The lessons of ‘Unschooling‘ are hard to pull apart from the challenges it offers to our societal norms, not least as it assumes a level of independence for children to chose when to be with adults. Different from ‘home schooling’ in that there are no curriculum requirements or structures, and where parent assumes the role of the teacher; unschooling makes assumptions about the curiosity and capacity of children to learn and develop social skills, when allowed to direct their own learning.

Crucially, and why I raise it here, is that it assumes the role of all adults is to contribute to childcare – and that part of this care will include education – not as a separate activity, but as core to the endeavour of parenting and, by extension, society. Adults do not (and cannot) hide their daily realities and meaningful work is evident to ‘unschooled’ kids all day. This seems to me to be very sensible.

That said, I have had problems with much of what is called ‘unschooling’; as it mainly seems to happen at the margins of society, where either economic or intellectual privilege make it possible for families to extract themselves out of their communities; and other the other end, neglect and necessity mean that kids grow up ‘fending for themselves’. I think this undermines the principles of fairness and opportunity that matter more to me than individual choices.

However, a compelling case can be made for it. Just this week, a friend shared this video of film maker and activist, Astra Taylor, talking about her second generation experience of being ‘unschooled’. While much of it is anecdotal, and the picture hardly fits what most people would call ‘education’, she clearly benefited from being able to learn and be cared for by the adults in her life.
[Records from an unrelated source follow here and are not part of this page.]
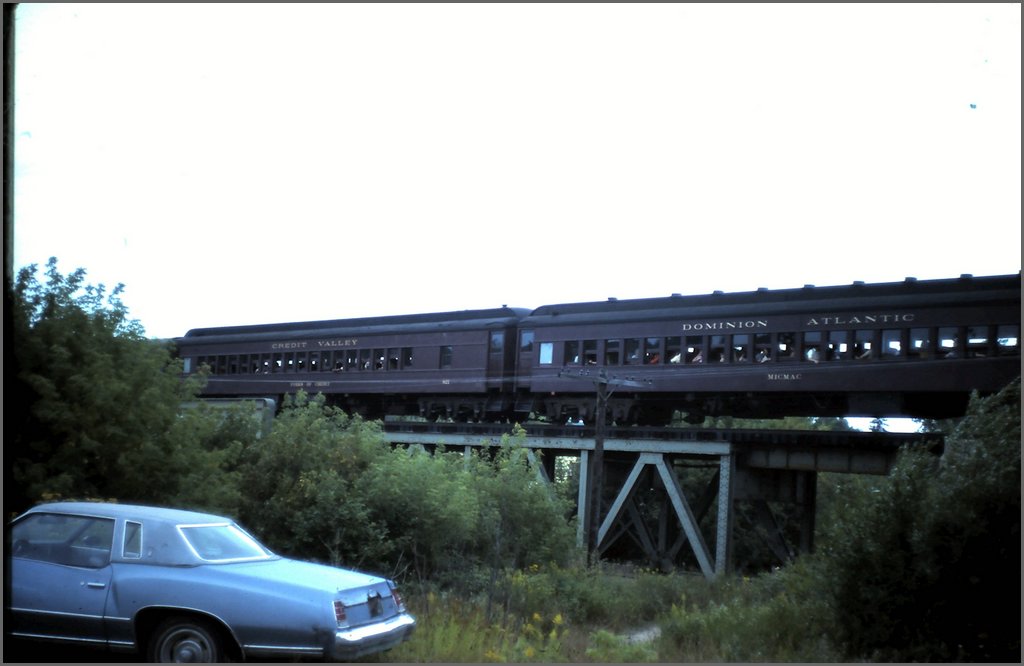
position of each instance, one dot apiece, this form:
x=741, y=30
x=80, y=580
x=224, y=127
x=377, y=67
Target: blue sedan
x=182, y=586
Which brings us back to the question of what most schools to do this. Dai Barnes describes boarding schools as much more than places of learning. While many of us would baulk at ‘sending our kids away’ to school, there are some for whom this is an option or even a necessity (due to international work requirements, etc), and there are many structures of a boarding school that seem to allow greater combining of care and learning than ‘day’ schools can offer. This post from Nick Kind, discussing his experience of Eton, captures much of what people see as the ‘value’ of these elite experiences. The digital skills agenda is democratising these principles, but though there is a lot of thought going into the learning around the computing curriculum in schools, we are only capturing the other aspects in old models of ‘schooling’ that absents parents/families and the role of childcare.
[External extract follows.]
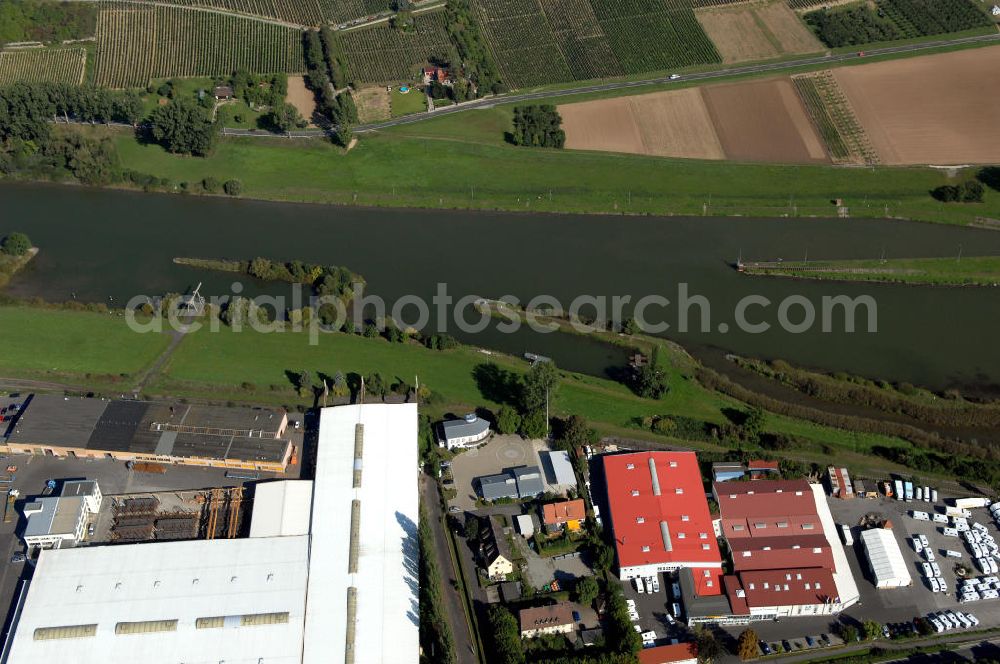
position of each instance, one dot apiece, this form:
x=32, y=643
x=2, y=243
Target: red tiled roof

It would be great if, as a society, we could have a proper discussion about the purpose of education, and although there are, periodically attempts to get this going (see Doug Belshaw’s  #purpos/ED) there are certain big stumbling blocks, such as the current infrastructure and requirement of separating children and adults during the day. However, even a quick dip into the philosophy of education – and I’d recommend this short Philosophy Bites overview – highlights the importance of ‘real’ learning activities. It would be easy for me to point (again) to PBL as a quick solution for this. However, as the breadth of learning and care that is evidenced in (the best) unschooling and boarding schools shows, there must be a wider support to enable the development of a healthy adult. Yet, too few of us share tools, languages and spaces with our kids. In fact, it is actively discouraged – often for good esafety reasons.

As stories like ‘How to Snapchat like a Boss‘ show us, kids have a lot to teach us about caring for people you care about (friends and family), and though this is not made explicit in the post; the adult brother is experimenting with a new model of being a fantastic caregiver to his teenage sister, via the medium of snapchat!
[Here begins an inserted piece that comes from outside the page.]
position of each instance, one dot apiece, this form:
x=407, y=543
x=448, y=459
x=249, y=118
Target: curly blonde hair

I’d like to see more support for family use of tools like Slack, such as a Google Apps for Families… or, even better, an open source version of the facilities to embrace, encourage, guide and care for our family members. Instead of building platforms for learning, or task orientated tools, I’d love to see services that combine these and make a feature of childcare- and creating new models of communication between home,work and school.

If there is anything like this already out there, I’d love to know about it.